Denver, CO – Advance reservation activity at mountain resorts in both the Rockies and Northeastern regions showed continued strength in February, bolstered by continued good economic news and snowfall.
As of Feb. 28, with nearly 95 percent of all winter lodging business either already completed or on-the-books, aggregated figures for both regions show an 4.6 percent increase in overall occupancy for the 2013-14 season (November through April) compared to last year and a 10.4 percent increase in revenue according to the most recent data released by Denver-based DestiMetrics in their forward-looking monthly Mountain Market Briefing. Most notably, the report’s aggregated revenue figures among Western resorts have now exceeded the total year-end revenues from last winter with more than a month of business yet to be added to the bottom line.
Even though actual occupancy among 290 property management companies at 19 participating western destinations across Colorado, Utah, California, Nevada, Oregon and Wyoming during February was down a slight 0.6 percent compared to last February, aggregated figures show a 6.5 percent increase in revenues for the month. Nine eastern resorts in Maine, Massachusetts, New Hampshire, New York, Vermont, West Virginia, and Quebec posted increases in both columns, led by a 3.4 percent gain in occupancy and a 1.9 percent increase in revenues.
“While the ski season is far from over, most of the destination business is already completed or booked and our outlook remains on track for a good season approaching double digit increases in revenue for many of our destinations and record performances by some who are best positioned,” explains Ralf Garrison, director of DestiMetrics. “Of course, we were also glad to see that some of the Far West destinations have received a boost in late season business thanks to recent snowfall that has mitigated their challenging drought conditions.”
The Briefing also released the first look at summer bookings and as of Feb. 28, occupancy at western resorts is up 11.1 percent compared to the same time last year with revenues up a strong 17.9 percent.
In addition to fresh snowfall in many regions, strong economic news was also credited with driving business to the mountains. The Dow Jones Industrial Average made a strong rebound from January’s plunge and gained 623 points in January for the biggest single month increase since January 2013. The Unemployment Rate actually bumped up one basis point to 6.7 percent but the increase was considered positive news since the uptick was attributed to job seekers returning to the workforce as employers added 175,000 jobs during the month. The only declining variable discussed was the Consumer Confidence Index that dipped 1.6 percent for the sixth decline in the past 12 months but following increases in December and January. Unease among consumers about the short term outlook for business conditions, jobs and earnings was cited as the primary reason for the drop.

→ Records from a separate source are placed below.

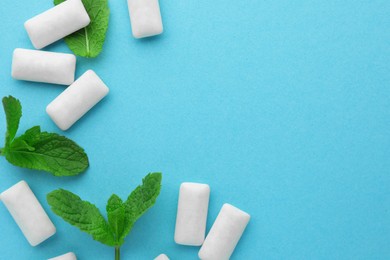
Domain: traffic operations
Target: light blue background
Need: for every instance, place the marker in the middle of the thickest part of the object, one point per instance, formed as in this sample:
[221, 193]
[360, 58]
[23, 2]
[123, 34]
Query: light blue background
[282, 107]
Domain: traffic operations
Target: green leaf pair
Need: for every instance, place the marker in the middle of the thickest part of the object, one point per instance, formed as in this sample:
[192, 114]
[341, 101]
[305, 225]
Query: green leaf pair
[121, 215]
[88, 42]
[40, 150]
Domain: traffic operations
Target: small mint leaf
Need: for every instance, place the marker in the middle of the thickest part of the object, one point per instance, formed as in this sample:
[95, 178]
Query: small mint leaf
[13, 113]
[116, 216]
[81, 214]
[140, 200]
[88, 42]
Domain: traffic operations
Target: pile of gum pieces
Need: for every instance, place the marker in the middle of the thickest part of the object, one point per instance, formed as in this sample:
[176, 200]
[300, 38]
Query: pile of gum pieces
[75, 101]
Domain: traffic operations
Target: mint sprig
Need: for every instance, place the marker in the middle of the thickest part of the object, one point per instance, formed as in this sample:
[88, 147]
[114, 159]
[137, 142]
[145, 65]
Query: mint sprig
[38, 150]
[121, 215]
[88, 42]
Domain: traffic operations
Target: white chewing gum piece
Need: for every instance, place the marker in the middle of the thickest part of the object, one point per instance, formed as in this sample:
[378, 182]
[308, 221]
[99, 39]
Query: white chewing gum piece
[56, 23]
[162, 257]
[145, 18]
[224, 234]
[192, 214]
[28, 213]
[67, 256]
[43, 66]
[77, 100]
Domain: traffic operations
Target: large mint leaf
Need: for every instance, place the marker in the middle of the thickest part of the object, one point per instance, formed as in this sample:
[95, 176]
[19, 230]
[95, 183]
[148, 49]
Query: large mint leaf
[47, 152]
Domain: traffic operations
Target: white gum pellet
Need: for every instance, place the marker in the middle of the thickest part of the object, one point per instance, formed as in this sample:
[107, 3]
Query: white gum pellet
[56, 23]
[145, 17]
[67, 256]
[28, 213]
[77, 100]
[224, 234]
[162, 257]
[43, 66]
[192, 214]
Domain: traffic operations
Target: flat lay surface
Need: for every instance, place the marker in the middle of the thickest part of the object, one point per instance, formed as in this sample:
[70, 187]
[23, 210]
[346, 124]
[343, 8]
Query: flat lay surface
[282, 107]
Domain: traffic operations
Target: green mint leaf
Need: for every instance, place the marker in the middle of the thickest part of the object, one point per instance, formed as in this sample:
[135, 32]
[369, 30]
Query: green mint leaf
[13, 113]
[140, 200]
[81, 214]
[121, 215]
[116, 216]
[47, 152]
[88, 42]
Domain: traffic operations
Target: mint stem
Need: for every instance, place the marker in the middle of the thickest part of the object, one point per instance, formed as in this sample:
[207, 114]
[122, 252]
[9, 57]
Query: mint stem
[117, 253]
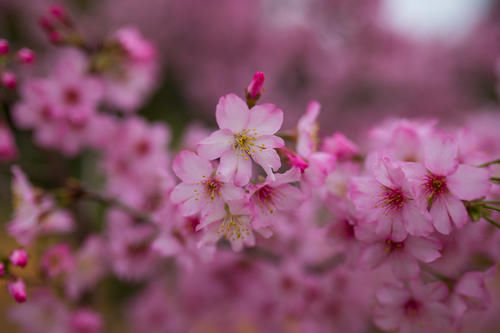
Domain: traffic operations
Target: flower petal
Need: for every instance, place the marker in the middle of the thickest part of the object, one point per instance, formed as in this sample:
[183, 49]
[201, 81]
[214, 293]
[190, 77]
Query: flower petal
[457, 211]
[269, 160]
[232, 113]
[440, 217]
[216, 144]
[266, 119]
[191, 168]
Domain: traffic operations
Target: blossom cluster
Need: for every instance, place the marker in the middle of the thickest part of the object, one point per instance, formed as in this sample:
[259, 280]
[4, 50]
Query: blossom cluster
[249, 227]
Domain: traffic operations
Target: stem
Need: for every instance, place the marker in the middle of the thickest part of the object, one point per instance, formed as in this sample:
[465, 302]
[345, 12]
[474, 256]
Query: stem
[491, 221]
[492, 208]
[484, 165]
[79, 191]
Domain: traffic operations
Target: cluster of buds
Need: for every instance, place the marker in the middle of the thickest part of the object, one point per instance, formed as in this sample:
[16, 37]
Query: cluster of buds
[58, 26]
[16, 286]
[23, 56]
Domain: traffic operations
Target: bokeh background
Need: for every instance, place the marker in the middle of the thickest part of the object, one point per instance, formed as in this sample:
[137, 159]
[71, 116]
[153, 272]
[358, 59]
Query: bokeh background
[363, 60]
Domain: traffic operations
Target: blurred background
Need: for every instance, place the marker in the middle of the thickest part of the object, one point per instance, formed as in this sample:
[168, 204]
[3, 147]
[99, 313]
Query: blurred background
[363, 60]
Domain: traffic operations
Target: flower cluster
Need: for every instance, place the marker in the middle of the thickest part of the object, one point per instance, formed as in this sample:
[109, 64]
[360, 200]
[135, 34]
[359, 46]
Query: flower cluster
[249, 227]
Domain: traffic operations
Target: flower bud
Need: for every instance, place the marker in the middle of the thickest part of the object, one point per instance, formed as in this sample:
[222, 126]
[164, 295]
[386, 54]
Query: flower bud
[19, 258]
[58, 11]
[18, 290]
[8, 149]
[26, 56]
[4, 47]
[9, 80]
[254, 89]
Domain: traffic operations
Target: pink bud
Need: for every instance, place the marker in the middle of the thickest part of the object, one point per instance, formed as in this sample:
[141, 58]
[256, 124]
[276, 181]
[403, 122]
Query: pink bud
[18, 290]
[8, 149]
[26, 56]
[4, 47]
[255, 87]
[45, 24]
[58, 11]
[9, 80]
[55, 37]
[19, 258]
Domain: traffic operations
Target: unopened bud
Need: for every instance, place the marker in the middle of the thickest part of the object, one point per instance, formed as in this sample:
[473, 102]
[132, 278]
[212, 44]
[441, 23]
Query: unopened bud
[19, 258]
[254, 89]
[17, 290]
[4, 47]
[26, 56]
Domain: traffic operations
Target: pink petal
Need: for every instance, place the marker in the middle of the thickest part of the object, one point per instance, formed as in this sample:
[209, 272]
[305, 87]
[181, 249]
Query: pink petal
[392, 294]
[417, 222]
[231, 192]
[232, 113]
[269, 141]
[441, 156]
[191, 168]
[216, 144]
[268, 159]
[289, 197]
[457, 211]
[237, 166]
[468, 182]
[373, 255]
[424, 249]
[266, 119]
[440, 217]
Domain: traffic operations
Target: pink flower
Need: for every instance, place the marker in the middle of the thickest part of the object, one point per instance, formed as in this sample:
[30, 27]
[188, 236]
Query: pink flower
[235, 226]
[202, 189]
[34, 213]
[85, 321]
[17, 289]
[244, 134]
[403, 255]
[442, 183]
[8, 149]
[137, 48]
[416, 306]
[19, 258]
[388, 200]
[276, 195]
[254, 89]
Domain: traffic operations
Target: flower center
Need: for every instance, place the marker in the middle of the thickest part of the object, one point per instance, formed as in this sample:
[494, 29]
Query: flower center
[392, 200]
[393, 246]
[412, 308]
[233, 228]
[244, 141]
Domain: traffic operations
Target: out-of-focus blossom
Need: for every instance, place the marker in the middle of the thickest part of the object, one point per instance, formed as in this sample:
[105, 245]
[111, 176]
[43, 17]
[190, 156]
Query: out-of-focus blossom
[17, 290]
[34, 212]
[19, 258]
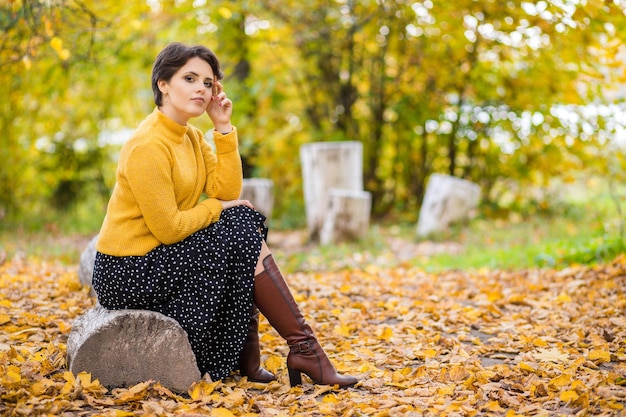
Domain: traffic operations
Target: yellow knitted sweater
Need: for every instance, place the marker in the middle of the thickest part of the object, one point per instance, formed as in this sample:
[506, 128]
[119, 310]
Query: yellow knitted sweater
[162, 172]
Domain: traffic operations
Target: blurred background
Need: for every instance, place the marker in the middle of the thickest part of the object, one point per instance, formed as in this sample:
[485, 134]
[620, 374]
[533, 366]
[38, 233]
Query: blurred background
[524, 98]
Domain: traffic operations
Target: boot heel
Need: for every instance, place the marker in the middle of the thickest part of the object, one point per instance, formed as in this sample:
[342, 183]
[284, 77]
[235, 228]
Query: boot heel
[295, 377]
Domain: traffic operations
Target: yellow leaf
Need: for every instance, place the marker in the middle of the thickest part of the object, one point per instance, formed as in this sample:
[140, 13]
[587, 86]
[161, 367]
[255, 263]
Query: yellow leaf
[274, 363]
[225, 12]
[41, 386]
[568, 396]
[447, 390]
[57, 44]
[385, 334]
[526, 367]
[221, 412]
[563, 298]
[458, 373]
[342, 330]
[13, 375]
[560, 381]
[599, 356]
[551, 355]
[429, 353]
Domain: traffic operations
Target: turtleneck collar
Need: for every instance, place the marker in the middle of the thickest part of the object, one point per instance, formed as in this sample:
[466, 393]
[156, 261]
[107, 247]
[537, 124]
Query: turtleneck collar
[176, 131]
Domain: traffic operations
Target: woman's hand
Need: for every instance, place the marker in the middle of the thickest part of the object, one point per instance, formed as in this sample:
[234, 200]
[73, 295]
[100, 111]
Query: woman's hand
[220, 109]
[232, 203]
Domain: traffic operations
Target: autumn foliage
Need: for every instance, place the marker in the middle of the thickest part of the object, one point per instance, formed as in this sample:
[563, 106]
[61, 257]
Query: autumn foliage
[532, 342]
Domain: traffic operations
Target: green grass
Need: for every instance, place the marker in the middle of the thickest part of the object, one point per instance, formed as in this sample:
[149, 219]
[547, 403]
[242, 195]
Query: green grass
[583, 228]
[579, 229]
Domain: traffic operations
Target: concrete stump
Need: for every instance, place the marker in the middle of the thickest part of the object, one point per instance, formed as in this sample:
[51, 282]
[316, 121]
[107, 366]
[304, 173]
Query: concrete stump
[124, 347]
[347, 215]
[87, 260]
[447, 200]
[260, 192]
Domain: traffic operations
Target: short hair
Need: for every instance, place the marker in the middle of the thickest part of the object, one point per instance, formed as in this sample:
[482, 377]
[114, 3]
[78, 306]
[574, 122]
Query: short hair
[172, 58]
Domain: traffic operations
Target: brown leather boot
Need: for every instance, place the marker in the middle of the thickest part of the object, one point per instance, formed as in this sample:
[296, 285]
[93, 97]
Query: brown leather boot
[273, 297]
[250, 356]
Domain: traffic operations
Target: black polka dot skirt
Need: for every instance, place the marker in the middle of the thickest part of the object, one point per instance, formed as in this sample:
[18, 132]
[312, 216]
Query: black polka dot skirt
[204, 282]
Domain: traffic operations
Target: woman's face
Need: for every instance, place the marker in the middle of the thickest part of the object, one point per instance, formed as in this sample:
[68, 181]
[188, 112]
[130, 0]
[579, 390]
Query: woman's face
[188, 92]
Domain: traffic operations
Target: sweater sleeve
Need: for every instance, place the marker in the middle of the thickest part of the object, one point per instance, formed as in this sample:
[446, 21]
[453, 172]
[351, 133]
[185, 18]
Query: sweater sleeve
[224, 170]
[149, 176]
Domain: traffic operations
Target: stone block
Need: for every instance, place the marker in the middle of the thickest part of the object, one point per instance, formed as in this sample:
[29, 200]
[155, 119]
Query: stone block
[260, 192]
[447, 200]
[347, 216]
[124, 347]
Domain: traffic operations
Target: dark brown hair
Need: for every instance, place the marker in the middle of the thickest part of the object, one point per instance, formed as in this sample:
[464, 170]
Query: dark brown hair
[172, 58]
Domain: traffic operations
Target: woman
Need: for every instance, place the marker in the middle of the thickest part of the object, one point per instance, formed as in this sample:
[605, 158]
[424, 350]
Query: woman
[201, 261]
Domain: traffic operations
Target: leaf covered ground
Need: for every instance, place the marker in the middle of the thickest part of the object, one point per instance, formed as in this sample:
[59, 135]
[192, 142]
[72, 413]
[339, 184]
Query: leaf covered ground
[493, 343]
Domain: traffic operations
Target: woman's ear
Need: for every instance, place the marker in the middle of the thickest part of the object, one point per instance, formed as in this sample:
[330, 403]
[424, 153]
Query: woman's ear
[162, 86]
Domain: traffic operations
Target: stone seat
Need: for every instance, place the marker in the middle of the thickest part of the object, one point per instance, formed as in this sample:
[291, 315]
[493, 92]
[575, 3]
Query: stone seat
[124, 347]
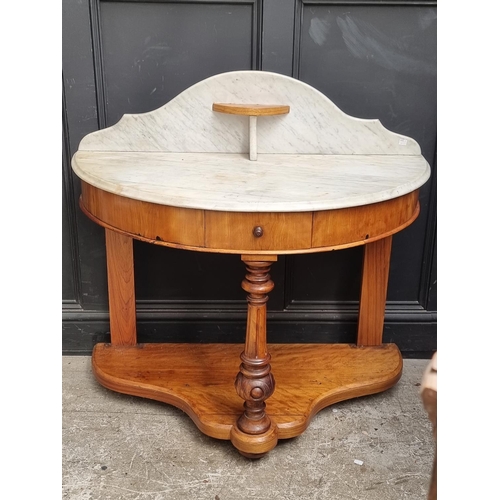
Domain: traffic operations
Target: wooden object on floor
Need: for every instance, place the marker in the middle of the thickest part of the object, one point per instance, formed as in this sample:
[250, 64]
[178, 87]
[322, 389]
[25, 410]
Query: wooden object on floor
[179, 177]
[428, 392]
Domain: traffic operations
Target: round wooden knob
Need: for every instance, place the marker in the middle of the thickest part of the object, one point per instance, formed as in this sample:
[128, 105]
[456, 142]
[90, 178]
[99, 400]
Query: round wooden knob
[258, 231]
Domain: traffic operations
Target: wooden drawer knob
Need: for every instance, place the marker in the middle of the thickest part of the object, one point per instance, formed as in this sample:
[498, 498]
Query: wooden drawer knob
[258, 231]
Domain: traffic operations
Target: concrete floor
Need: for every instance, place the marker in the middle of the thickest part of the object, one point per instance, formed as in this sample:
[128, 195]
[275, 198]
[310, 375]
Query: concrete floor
[122, 447]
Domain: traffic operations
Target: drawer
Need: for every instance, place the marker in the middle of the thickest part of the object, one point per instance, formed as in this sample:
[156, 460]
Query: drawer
[358, 225]
[246, 232]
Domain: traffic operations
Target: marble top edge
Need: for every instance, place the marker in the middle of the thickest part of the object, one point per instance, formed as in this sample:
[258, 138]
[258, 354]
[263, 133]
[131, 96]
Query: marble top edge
[280, 190]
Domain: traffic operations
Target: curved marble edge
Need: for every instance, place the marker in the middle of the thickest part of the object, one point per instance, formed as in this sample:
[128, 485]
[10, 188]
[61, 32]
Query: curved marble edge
[315, 125]
[230, 182]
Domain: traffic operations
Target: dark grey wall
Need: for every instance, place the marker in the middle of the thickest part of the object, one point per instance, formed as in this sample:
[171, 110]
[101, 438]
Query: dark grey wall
[373, 59]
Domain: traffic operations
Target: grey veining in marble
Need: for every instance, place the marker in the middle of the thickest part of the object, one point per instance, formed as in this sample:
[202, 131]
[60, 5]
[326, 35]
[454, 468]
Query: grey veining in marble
[284, 183]
[315, 125]
[314, 158]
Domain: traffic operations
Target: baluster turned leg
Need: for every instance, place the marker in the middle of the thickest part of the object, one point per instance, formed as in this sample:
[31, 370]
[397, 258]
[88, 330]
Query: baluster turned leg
[255, 433]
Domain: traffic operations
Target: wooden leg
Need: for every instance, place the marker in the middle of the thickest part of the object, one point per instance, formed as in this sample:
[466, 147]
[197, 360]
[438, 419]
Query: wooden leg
[120, 263]
[374, 292]
[255, 433]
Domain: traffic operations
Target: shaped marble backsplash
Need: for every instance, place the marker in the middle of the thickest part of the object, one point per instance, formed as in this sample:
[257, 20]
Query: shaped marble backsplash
[315, 125]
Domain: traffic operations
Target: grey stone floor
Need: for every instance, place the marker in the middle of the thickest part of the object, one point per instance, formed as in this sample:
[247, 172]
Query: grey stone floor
[122, 447]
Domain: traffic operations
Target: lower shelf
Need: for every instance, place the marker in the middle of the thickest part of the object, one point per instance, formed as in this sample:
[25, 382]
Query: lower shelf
[199, 379]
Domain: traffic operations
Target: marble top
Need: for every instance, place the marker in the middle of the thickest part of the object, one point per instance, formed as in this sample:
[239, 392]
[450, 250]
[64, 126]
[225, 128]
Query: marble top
[314, 158]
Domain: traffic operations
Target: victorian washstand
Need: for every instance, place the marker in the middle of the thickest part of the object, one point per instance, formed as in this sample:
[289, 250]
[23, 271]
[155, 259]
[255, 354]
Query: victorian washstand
[261, 165]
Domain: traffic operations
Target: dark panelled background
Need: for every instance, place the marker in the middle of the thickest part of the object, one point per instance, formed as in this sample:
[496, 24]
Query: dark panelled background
[373, 59]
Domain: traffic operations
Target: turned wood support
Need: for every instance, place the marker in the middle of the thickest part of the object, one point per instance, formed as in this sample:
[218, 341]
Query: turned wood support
[255, 433]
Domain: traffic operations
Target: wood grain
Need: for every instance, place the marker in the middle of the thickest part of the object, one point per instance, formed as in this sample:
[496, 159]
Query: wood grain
[365, 223]
[121, 288]
[150, 221]
[251, 109]
[199, 379]
[375, 277]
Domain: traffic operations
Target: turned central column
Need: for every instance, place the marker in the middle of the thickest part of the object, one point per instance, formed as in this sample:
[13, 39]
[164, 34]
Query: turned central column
[255, 433]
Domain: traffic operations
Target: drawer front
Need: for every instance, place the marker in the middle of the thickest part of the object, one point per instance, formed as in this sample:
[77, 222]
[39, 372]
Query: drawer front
[258, 231]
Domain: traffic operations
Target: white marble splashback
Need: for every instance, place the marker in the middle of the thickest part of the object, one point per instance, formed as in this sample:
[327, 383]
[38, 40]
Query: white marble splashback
[315, 125]
[231, 182]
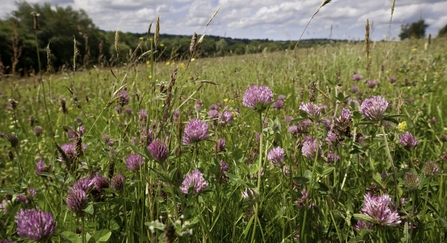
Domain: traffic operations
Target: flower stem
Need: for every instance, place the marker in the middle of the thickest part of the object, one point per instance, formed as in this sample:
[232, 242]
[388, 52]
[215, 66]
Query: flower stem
[388, 153]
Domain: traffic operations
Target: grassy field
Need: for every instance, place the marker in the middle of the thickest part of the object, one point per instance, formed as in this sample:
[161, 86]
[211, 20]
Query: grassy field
[117, 145]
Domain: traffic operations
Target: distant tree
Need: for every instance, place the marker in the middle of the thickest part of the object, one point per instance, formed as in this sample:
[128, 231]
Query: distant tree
[443, 32]
[414, 30]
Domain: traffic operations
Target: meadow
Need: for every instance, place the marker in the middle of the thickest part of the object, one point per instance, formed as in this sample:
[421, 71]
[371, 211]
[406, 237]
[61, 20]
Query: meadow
[334, 143]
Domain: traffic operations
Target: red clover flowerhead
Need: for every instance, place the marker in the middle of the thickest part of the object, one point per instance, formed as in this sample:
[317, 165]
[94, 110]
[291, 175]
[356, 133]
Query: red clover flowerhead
[257, 97]
[378, 208]
[195, 131]
[194, 179]
[158, 150]
[374, 108]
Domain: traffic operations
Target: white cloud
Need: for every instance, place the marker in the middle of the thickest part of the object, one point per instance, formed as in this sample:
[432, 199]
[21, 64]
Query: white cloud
[257, 18]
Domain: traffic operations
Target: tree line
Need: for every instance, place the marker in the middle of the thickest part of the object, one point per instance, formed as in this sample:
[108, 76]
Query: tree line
[51, 38]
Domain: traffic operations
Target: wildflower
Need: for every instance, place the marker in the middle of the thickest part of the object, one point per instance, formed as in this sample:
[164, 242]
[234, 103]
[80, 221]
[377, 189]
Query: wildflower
[195, 131]
[288, 119]
[158, 150]
[276, 156]
[257, 97]
[354, 89]
[38, 130]
[123, 98]
[392, 79]
[411, 181]
[378, 208]
[408, 140]
[142, 115]
[220, 145]
[278, 104]
[357, 77]
[40, 168]
[194, 179]
[77, 201]
[226, 117]
[372, 83]
[223, 166]
[84, 184]
[35, 225]
[117, 182]
[430, 168]
[310, 148]
[134, 161]
[312, 110]
[374, 108]
[402, 126]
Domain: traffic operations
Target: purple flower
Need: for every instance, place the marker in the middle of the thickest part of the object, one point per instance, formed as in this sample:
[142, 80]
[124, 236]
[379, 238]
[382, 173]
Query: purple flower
[378, 208]
[223, 166]
[374, 108]
[76, 200]
[312, 110]
[194, 179]
[392, 79]
[142, 115]
[213, 114]
[123, 98]
[357, 77]
[372, 83]
[158, 150]
[22, 198]
[40, 168]
[84, 184]
[35, 225]
[408, 140]
[430, 168]
[220, 146]
[354, 89]
[226, 117]
[288, 119]
[257, 97]
[134, 161]
[332, 157]
[195, 131]
[310, 148]
[127, 111]
[117, 182]
[278, 104]
[276, 156]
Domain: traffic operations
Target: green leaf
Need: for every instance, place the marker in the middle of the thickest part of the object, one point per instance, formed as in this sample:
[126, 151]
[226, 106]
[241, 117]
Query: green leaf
[70, 237]
[102, 235]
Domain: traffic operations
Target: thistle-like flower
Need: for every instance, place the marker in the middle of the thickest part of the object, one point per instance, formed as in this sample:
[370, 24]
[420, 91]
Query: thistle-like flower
[408, 140]
[158, 150]
[134, 161]
[276, 156]
[374, 108]
[76, 200]
[195, 131]
[378, 208]
[310, 148]
[312, 110]
[194, 179]
[35, 225]
[257, 97]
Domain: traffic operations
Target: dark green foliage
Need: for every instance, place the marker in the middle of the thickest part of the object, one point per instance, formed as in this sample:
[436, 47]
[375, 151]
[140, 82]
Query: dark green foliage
[414, 30]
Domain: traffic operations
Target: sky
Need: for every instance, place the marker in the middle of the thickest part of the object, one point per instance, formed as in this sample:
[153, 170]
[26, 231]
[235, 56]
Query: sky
[258, 19]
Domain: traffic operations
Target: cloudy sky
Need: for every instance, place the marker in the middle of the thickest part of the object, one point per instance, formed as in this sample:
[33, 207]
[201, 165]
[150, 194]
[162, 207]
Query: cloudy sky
[264, 19]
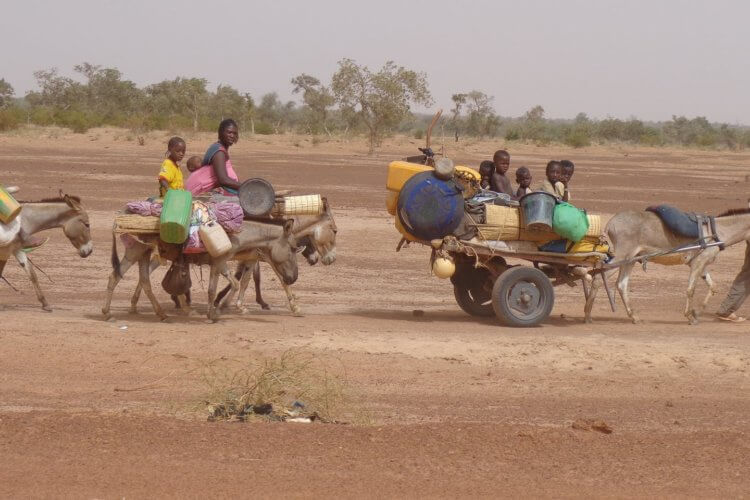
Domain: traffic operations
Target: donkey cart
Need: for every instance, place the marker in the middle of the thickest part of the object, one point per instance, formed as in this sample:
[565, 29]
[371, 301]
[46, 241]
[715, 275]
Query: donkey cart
[485, 284]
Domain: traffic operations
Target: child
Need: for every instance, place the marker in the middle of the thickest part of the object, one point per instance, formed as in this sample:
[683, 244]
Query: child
[567, 173]
[498, 180]
[523, 178]
[170, 175]
[552, 184]
[194, 163]
[486, 169]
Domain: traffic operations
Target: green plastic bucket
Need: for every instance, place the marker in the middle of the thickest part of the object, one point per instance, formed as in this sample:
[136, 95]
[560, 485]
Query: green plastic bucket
[9, 207]
[570, 222]
[174, 224]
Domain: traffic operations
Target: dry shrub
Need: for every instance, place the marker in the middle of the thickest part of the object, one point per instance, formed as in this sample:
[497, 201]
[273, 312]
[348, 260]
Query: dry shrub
[273, 388]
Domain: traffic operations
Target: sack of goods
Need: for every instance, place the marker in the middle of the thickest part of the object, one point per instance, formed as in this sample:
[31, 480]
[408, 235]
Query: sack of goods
[306, 204]
[214, 238]
[507, 224]
[9, 207]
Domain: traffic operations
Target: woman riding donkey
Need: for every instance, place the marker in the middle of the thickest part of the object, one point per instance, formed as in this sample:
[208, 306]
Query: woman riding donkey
[217, 173]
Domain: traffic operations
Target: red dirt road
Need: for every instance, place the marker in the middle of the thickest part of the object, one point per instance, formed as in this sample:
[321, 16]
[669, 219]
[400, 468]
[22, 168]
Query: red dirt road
[453, 405]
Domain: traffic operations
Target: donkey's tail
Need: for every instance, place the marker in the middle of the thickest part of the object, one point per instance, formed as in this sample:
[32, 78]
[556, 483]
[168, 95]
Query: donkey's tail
[115, 258]
[219, 296]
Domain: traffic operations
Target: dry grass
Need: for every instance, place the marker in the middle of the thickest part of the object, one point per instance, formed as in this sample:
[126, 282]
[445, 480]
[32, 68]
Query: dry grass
[292, 385]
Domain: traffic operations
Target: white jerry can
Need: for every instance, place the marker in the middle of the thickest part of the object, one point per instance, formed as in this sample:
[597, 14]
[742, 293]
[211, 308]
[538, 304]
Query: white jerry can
[215, 239]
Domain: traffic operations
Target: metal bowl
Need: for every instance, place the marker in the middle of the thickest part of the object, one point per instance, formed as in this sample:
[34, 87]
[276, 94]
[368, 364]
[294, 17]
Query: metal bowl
[256, 197]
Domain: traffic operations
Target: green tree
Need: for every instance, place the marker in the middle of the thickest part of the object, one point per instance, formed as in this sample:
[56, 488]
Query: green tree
[55, 91]
[481, 118]
[459, 100]
[181, 96]
[107, 94]
[380, 100]
[6, 93]
[275, 114]
[317, 99]
[533, 125]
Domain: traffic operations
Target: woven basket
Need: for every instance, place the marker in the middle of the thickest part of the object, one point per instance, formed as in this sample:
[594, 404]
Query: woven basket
[131, 223]
[503, 223]
[308, 204]
[595, 225]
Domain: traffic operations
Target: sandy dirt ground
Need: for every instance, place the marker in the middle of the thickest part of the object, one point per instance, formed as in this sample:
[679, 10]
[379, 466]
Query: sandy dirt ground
[454, 405]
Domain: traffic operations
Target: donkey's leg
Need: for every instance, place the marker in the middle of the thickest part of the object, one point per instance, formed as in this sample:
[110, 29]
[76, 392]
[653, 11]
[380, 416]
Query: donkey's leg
[593, 290]
[213, 282]
[711, 289]
[290, 297]
[229, 291]
[184, 305]
[137, 293]
[114, 279]
[29, 268]
[697, 268]
[216, 268]
[258, 298]
[623, 280]
[145, 282]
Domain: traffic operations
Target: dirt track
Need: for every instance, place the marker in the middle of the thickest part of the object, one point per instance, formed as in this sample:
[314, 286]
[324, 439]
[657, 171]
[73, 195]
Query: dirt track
[457, 405]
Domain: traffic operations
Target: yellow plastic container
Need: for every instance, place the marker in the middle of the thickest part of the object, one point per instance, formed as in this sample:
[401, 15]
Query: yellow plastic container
[401, 171]
[215, 239]
[9, 207]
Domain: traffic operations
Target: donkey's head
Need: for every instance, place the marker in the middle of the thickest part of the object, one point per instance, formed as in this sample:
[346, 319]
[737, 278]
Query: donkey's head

“The economic environment remains better now than at any time since 2009,” observed Tom Foley, director of operations for DestiMetrics. “The economy played a significant role during February and will continue to influence travel and bookings as geopolitical events in the Ukraine and the Euro zone could have a significant impact on the U.S. economy in the months ahead.”
Upcoming mountain visits in March in both regions illustrate continued snow and economic optimism with western resorts showing a 4.6 percent increase in occupancy and Eastern resorts reporting 5.1 percent higher occupancy than last March.
“This is our second consecutive year of strong performances for destination mountain resorts with solid increases in both occupancy and revenue for many destinations,” says Garrison. “However, local conditions and circumstances created some widely variable results among participating resorts and individual properties so while the overall picture is one of the best we’ve had in a long time, the positive results weren’t consistent for all of our participants.”